Di India, Nokia sudah hadir sejak pertengahan 1990. Negara itu menyumbang tujuh persen pendapatan Nokia pada 2012 lalu, sementara Amerika Serikat berada di bawah sedikit, yakni enam peren. Pihaknya pun, sebelum dibeli Microsoft telah memiliki sekitar 200 ribu outlet reatail yang tersebar di India. Dari angka itu, 70 ribunya hanya menjual perangkat ponsel murah Nokia.
Sayangnya, akhir-akhir ini pasar Nokia di negara terpadat kedua di dunia itu mulai sedikit demi sedikit mulai tergerus. Pasalnya, vendor smartphone Android lokal mulai berani menawarkan harga murah kurang dari US$ 100. Belum lagi, penetrasi yang terus dilakukan Samsung di India, hingga membuat pabrik perangkitan smartphone di sana.
“Jika Anda melihat pasar seperti di India dan Indonesia, lebih dari 70 persen volume penjualan berasal dari bisnis feature phone (ponsel non-OS). Ini masih bagian penting dari pasar secara keseluruhan,” ujar Anshul Gapta, analis utama di periset pasar teknologi Gartner.

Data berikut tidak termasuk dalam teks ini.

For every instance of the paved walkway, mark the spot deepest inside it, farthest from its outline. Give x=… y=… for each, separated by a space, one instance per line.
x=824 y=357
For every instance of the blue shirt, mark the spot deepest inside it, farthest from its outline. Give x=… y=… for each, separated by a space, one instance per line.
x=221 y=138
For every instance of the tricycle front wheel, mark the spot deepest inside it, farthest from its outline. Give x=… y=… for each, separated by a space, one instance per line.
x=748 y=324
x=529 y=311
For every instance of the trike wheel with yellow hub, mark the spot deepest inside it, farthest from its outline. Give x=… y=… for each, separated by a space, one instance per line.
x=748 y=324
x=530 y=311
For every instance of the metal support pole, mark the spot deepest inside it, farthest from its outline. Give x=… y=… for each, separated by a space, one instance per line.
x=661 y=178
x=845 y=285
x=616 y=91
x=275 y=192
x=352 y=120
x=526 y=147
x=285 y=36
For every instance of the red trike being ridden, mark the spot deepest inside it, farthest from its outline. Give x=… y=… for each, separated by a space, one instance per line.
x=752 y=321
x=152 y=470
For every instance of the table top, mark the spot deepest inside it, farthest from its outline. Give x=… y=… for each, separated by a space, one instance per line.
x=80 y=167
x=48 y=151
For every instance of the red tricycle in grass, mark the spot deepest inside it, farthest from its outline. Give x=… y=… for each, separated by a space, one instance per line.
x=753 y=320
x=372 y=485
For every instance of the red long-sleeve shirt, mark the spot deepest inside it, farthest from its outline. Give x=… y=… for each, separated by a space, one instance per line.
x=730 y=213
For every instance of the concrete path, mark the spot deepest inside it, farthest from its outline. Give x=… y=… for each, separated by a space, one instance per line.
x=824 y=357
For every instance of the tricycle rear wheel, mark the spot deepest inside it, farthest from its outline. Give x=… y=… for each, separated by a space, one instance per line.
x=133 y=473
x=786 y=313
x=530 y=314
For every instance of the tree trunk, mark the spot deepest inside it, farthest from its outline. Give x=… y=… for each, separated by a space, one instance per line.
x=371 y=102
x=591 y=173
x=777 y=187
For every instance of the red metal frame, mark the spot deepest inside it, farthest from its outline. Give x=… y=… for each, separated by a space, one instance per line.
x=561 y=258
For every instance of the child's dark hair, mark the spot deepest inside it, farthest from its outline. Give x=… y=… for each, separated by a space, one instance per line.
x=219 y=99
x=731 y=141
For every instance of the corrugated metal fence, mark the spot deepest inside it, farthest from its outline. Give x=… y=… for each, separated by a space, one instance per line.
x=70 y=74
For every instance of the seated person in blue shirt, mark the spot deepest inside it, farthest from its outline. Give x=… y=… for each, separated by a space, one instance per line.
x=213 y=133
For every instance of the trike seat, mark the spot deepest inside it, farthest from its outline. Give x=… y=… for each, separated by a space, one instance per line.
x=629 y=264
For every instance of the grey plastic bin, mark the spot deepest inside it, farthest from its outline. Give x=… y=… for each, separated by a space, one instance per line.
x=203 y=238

Baik Nokia maupun Microsoft disarankan untuk mendukung merek ponsel layar sentuh murahnya, yakni Asha-series. Feature phone itu terbilang murah di pasaran dengan harga di bawah Rp 1 juta. Hal ini diharapkan agar Nokia Asha bisa bersanding dengan Lumia 520, smartphone Windows Phone termurah saat ini dengan harga sekitar Rp 1,8 jutaan maupun smartphone lainnya. Terlebih, pada kuartal kedua ini, Nokia Asha juga mulai mengalami penurunan penjualan dari kuartal sebelumnya hingga 700 ribu unit menjadi 4,3 juta unit.